L’envers du décor : Le quartier Tenmonkan En rentrant, l’ambiance change. Nous croisons des jeunes femmes en tenues de soirée, parfois avec des boas, qui saluent les passants depuis l’entrée des bars. Des hommes en costume (les rabatteurs) haranguent les clients. Ce n’est pas exactement de la prostitution, mais le monde du Mizu Shobai (commerce de l’eau) : bars à hôtesses, Kyabakura, où l’on paie pour boire et discuter avec des femmes. C’est une facette de la solitude urbaine japonaise, à la fois visible et codifiée, qui contraste avec l’image lisse du jour.

De retour au 11ème étage, nous consultons nerveusement l’application météo. Le Sakurajima est capricieux, et demain, nous espérons pouvoir l’approcher.


🌋 Vivre sous la cendre

Kagoshima (600 000 habitants) vit une relation toxique mais passionnelle avec le Sakurajima, situé à seulement 4 km en face du port.
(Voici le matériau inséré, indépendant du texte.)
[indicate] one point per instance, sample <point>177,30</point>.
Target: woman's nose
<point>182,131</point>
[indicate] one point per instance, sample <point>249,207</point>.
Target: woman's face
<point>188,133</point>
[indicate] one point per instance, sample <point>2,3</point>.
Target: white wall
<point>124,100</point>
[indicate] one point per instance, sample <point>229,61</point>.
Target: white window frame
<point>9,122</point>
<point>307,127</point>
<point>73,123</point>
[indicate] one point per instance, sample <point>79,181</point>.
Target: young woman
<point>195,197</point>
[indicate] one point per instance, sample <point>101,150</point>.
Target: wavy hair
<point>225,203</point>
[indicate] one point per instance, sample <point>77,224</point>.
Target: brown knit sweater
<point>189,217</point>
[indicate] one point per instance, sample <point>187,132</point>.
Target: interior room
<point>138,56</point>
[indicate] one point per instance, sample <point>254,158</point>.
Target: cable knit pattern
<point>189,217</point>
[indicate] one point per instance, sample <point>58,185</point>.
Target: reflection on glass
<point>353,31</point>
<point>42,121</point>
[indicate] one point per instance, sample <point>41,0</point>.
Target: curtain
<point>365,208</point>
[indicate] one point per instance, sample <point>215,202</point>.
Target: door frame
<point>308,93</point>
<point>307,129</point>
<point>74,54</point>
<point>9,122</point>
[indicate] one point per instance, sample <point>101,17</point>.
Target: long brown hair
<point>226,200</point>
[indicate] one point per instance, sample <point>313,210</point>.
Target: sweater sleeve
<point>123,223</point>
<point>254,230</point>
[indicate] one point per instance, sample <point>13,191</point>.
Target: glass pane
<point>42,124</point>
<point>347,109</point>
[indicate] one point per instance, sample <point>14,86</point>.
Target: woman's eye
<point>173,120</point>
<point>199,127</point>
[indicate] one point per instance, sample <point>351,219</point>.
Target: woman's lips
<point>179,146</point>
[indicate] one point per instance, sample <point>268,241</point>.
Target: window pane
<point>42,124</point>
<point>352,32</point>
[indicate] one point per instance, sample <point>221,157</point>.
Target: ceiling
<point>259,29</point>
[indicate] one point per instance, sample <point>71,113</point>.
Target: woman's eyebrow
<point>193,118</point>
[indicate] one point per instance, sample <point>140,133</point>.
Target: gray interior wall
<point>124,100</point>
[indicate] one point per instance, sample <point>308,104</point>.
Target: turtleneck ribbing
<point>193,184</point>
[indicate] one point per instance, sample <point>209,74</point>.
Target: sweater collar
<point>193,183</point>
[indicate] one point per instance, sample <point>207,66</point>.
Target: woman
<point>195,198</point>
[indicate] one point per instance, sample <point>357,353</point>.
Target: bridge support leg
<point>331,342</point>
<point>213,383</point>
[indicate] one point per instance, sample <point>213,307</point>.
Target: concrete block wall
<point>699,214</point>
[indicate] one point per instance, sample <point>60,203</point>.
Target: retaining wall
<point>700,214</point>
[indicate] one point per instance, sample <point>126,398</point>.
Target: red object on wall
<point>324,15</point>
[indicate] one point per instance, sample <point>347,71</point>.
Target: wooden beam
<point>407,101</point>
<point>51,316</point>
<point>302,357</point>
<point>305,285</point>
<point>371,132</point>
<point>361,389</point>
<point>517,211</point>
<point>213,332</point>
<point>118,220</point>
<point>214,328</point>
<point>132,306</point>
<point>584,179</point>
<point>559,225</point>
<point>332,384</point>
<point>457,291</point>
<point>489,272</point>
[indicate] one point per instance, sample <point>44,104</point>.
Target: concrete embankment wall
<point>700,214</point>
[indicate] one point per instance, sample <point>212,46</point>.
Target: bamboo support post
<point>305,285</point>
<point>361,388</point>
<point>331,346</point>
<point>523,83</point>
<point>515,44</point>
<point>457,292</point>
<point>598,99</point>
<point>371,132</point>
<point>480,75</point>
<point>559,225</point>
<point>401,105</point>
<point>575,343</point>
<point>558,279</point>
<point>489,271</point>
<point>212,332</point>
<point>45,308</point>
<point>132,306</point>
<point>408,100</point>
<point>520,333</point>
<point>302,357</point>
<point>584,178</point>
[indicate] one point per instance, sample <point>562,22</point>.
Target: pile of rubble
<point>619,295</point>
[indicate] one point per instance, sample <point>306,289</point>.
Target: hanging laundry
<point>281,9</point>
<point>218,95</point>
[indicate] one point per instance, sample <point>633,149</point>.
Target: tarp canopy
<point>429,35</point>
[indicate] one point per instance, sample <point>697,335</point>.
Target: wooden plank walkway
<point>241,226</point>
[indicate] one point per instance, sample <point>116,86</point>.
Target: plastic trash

  • Le volcan fumeur : C’est l’un des volcans les plus actifs au monde. Il crache quasi quotidiennement.
  • La vie grise : Ici, la météo n’annonce pas seulement la pluie, mais le sens du vent pour les cendres. Les habitants ont des sacs jaunes spéciaux pour ramasser les cendres volcaniques devant chez eux (comme on ramasse les feuilles mortes). Les écoliers portent des casques jaunes pour aller à l’école.
  • L’application vitale : Tout voyageur ici doit télécharger « Safety Tips » ou une app similaire. Elle géolocalise et alerte en temps réel (séisme, éruption, tsunami). C’est rassurant… et un peu angoissant.

🎰 Pachinko, le jeu qui n’existe pas

Le jeu d’argent est techniquement interdit au Japon. Pourtant, le Pachinko est une industrie colossale (plus grosse que les casinos de Las Vegas). L’astuce juridique ?

  1. Vous achetez des billes.
  2. Vous jouez (c’est un mélange de flipper vertical et de machine à sous).
  3. Si vous gagnez, vous recevez plus de billes.
  4. Vous échangez ces billes dans le magasin contre des « cadeaux » (souvent des plaques d’or ou des objets sans intérêt).
  5. Vous sortez du magasin, faites dix mètres, et revendez ces « cadeaux » contre du liquide à un guichet « indépendant » situé dans une ruelle adjacente (TUC shop). L’hypocrisie est totale, mais le système permet de contourner la loi depuis des décennies.